Where La Ciguë has developed its own homes, it has done so to the highest possible energy efficiency standards at the time. It has constructed buildings out of wood and from recycled concrete and has used insulation made from wood fibre (a waste product from the sawmill industry). Most of its buildings do not use fossil fuels for heating, generating energy from solar panels and wood pellets instead.

When new members sign their rental contract, they must also sign up to an ecological charter. This commits them to saving energy and water, recycling waste, and using bikes and public transport whenever possible.


La Ciguë leases empty properties from owners at a maximum price of CHF 250 ($280 USD) per room per month. It sub-lets these rooms to its members for CHF 350 ($391 USD) per month. Income generated from rents (including the 311 rooms in the cooperative’s own buildings), averages around CHF 370 ($413 USD) per room per month.

The cooperative’s income, including rent from commercial spaces, was CHF 3.5M ($3.92M USD) in 2022. This income is used to pay La Ciguë’s expenses: rent to property owners; bank loan repayments; staff salaries and employer taxes. Any surplus after expenses is channelled into new housing projects, security funds, members’ projects and solidarity funds that help vulnerable people both locally and internationally.

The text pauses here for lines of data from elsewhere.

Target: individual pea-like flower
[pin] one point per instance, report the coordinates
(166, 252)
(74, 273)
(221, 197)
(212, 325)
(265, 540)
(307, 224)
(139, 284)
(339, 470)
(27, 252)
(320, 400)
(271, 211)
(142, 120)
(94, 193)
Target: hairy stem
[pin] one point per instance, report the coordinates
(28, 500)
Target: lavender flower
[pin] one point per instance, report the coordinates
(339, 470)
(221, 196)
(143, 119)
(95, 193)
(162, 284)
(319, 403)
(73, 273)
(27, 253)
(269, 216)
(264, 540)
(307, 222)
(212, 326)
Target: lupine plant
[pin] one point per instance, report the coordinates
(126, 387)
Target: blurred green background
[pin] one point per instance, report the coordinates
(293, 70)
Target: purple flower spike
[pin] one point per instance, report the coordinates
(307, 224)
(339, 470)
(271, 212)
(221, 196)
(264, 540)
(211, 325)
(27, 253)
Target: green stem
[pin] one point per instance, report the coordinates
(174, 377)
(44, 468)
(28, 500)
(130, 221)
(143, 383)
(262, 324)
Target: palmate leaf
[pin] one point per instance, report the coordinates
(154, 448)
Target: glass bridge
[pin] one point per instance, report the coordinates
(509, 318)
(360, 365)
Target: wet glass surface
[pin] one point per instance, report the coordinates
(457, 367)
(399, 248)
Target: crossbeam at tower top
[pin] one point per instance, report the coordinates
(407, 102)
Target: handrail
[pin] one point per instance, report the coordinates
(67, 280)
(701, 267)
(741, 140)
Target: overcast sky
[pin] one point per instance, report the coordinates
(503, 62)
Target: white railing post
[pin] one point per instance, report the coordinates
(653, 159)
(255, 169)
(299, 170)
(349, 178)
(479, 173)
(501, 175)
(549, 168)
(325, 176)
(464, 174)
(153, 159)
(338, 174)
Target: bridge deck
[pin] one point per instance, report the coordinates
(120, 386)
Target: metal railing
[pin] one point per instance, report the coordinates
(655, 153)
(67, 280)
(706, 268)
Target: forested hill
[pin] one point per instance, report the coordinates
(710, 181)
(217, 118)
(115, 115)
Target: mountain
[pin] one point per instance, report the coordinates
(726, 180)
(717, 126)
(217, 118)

The cooperative finances its developments with a mix of equity, subsidies, and bank loans from the Swiss Alternative Bank and from the Foundation for the Promotion of Low-Cost Housing and Cooperative Housing (FPLC). Several projects have received environmental subsidies from the city and national governments. The cooperative has also received philanthropic donations from the Romande Swiss Lottery Fund, the Hans Wilsdorf Foundation and the University of Geneva.

Transfer and expansion

La Ciguë plans to keep growing and will develop three more buildings containing 250 rooms in 2026 and 2030. Other organisations have started to compete with the cooperative to lease empty properties, so increasing the number of rooms it owns outright will help to reduce its dependence on income from temporary rentals.

The cooperative is actively looking to convert other wasted spaces into accommodation and, in 2021, organised a project to transform an empty shopping centre into temporary community housing. In the future, it hopes to turn some of Geneva’s 250,000sqm of empty office space into accommodation for migrants as well as people in training.

La Ciguë has inspired the formation of other housing cooperatives, including (Communauté de l’agglomération havraise) CODAH. This was co-founded by some of La Ciguë’s members in 1994 and has gone on to become the biggest housing cooperative in the Geneva-Lausanne area. La Ciguë also hopes to share its knowledge and experience by creating an international network of student housing cooperatives.

Students forced to live in sub-standard accommodation around the world could learn from La Ciguë’s inclusive, rights-based approach. It shows that, even in an expensive city like Geneva, it is possible to create secure, affordable homes for students and trainees on low-incomes, which not only enhance the community but are environmentally friendly too.